Setup and context: How MCP Is Transforming Mobile App Development
When Anthropic introduced MCP (Model Context Protocol) in late 2024, it established a universal standard for connecting AI models to external tools and data sources. By 2026, MCP adoption has exploded on the desktop and server side — but mobile app integration remains largely uncharted territory for most developers.
Bringing MCP into Rork-powered mobile apps unlocks some genuinely powerful capabilities:
- Dynamic tool integration: AI autonomously invokes database queries, web search, code execution, and more
- Beyond RAG: Real-time data access that static retrieval pipelines simply can't match
- Multi-provider flexibility: Switch between Claude, Gemini, and GPT-4o through a single interface
- Custom tool surfaces: Expose your own APIs as MCP servers and let AI call them on demand
This guide gives you everything you need to integrate MCP into a Rork app — from architecture design and working implementation code to production security patterns. If you've already worked through Building an AI Assistant App with Rork × Claude API and Intelligent Assistant Apps with Rork × AI Function Calling, you're ready for this next level.
Understanding MCP: Architecture and Core Concepts
The Three-Layer Model
MCP defines three distinct roles:
- MCP Host: The application that drives the AI — in our case, the Rork app itself
- MCP Client: A library embedded in the host that manages communication with MCP servers
- MCP Server: A service that exposes tools, resources, and prompts to AI models
[Rork App (MCP Host)]
↓ MCP Client
[MCP Server Pool]
├── Brave Search MCP Server
├── Supabase MCP Server
├── GitHub MCP Server
└── Your Custom API Server
Transport Options
MCP supports several transport mechanisms:
- stdio: Inter-process communication (desktop and server-side only)
- SSE (Server-Sent Events): HTTP-based event streaming — ideal for mobile apps
- Streamable HTTP: Introduced in 2025 as the preferred server-side option
Mobile apps communicate over the network, so SSE or Streamable HTTP is the practical choice.
How Tool Definitions Work
MCP servers expose their capabilities through a tools/list endpoint using JSON Schema.
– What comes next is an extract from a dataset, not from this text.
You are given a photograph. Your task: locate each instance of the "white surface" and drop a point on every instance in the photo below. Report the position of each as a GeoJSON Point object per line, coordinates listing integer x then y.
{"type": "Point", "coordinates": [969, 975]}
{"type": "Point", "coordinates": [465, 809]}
The client passes these definitions to the AI model, which then calls tools/call whenever it decides a tool is relevant.
{
"name": "search_products",
"description": "Search the product database for matching items",
"inputSchema": {
"type": "object",
"properties": {
"query": { "type": "string", "description": "Search query" },
"maxResults": { "type": "number", "default": 5 }
},
"required": ["query"]
}
}Environment Setup and Prerequisites
What You'll Need
- Rork Max (required for custom code editing and native module support)
- Node.js 20+ (for local MCP server testing)
- Anthropic API key (Claude claude-3-5-sonnet or claude-opus-4 recommended)
Installing Required Packages
Add these to your Rork app:
# MCP client SDK (React Native compatible)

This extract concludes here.